Les deux voleurs crucifiés, on redressa leurs croix, sur lesquelles ils se tordaient en gémissant, elles furent enfoncées en terre et affermies au moyen de pierres et de pieux.

--Allons, Nazaréen,--dit l'un des bourreaux à Jésus en s'approchant de lui, tenant d'une main son lourd marteau, de l'autre plusieurs grands clous,--allons, es-tu prêt?
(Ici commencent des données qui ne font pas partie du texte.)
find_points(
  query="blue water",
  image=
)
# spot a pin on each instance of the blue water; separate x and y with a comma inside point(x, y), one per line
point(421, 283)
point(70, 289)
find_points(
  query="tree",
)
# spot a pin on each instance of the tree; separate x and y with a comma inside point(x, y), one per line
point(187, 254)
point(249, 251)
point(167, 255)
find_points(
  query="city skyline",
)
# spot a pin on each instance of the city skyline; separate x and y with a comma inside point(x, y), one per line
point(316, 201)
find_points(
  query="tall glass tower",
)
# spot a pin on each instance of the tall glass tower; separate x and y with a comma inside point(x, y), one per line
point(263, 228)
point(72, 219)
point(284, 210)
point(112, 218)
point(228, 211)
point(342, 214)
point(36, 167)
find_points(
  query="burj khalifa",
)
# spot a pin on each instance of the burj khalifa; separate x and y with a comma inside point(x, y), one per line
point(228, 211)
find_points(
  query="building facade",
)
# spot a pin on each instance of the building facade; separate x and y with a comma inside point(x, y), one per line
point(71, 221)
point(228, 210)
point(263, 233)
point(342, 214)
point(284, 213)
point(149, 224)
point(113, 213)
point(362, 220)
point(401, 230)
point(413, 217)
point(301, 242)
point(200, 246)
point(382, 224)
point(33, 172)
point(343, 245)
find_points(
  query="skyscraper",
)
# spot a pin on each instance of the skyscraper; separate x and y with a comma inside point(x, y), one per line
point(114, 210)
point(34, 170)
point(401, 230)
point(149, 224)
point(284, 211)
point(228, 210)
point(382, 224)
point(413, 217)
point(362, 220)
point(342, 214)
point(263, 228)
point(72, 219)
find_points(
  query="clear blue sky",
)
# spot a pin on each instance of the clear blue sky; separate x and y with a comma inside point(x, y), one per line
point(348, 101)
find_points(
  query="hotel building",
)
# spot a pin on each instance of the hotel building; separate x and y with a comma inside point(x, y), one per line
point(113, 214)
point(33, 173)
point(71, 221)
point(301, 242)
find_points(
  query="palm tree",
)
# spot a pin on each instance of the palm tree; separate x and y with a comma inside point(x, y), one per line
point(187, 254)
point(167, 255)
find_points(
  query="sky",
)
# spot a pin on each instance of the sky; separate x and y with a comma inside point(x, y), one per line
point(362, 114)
Va-t-il falloir user de violence envers toi comme envers tes deux compagnons?

--De quoi se plaignent-ils?--répondit l'autre bourreau;--l'on est pourtant si à l'aise sur une croix... les bras étendus, comme un homme qui se détire après un long sommeil!...

Jésus ne répondit pas; il se dépouilla de ses vêtements, se plaça lui-même sur l'instrument de son supplice, étendit ses bras en croix, et tourna vers le ciel ses yeux noyés de larmes...

Geneviève vit alors les deux bourreaux s'agenouiller de chaque côté du jeune maître de Nazareth, et saisir leurs longs clous, leurs lourds marteaux... L'esclave ferma les yeux... mais elle entendit les coups sourds des marteaux faisant pénétrer les clous dans la chair vive, tandis que les deux voleurs crucifiés continuaient de pousser des hurlements de douleur... Le bruit des coups de marteau cessa; Geneviève ouvrit les yeux... La croix à laquelle on avait attaché le jeune maître de Nazareth venait d'être dressée et placée au milieu de celles des deux autres crucifiés.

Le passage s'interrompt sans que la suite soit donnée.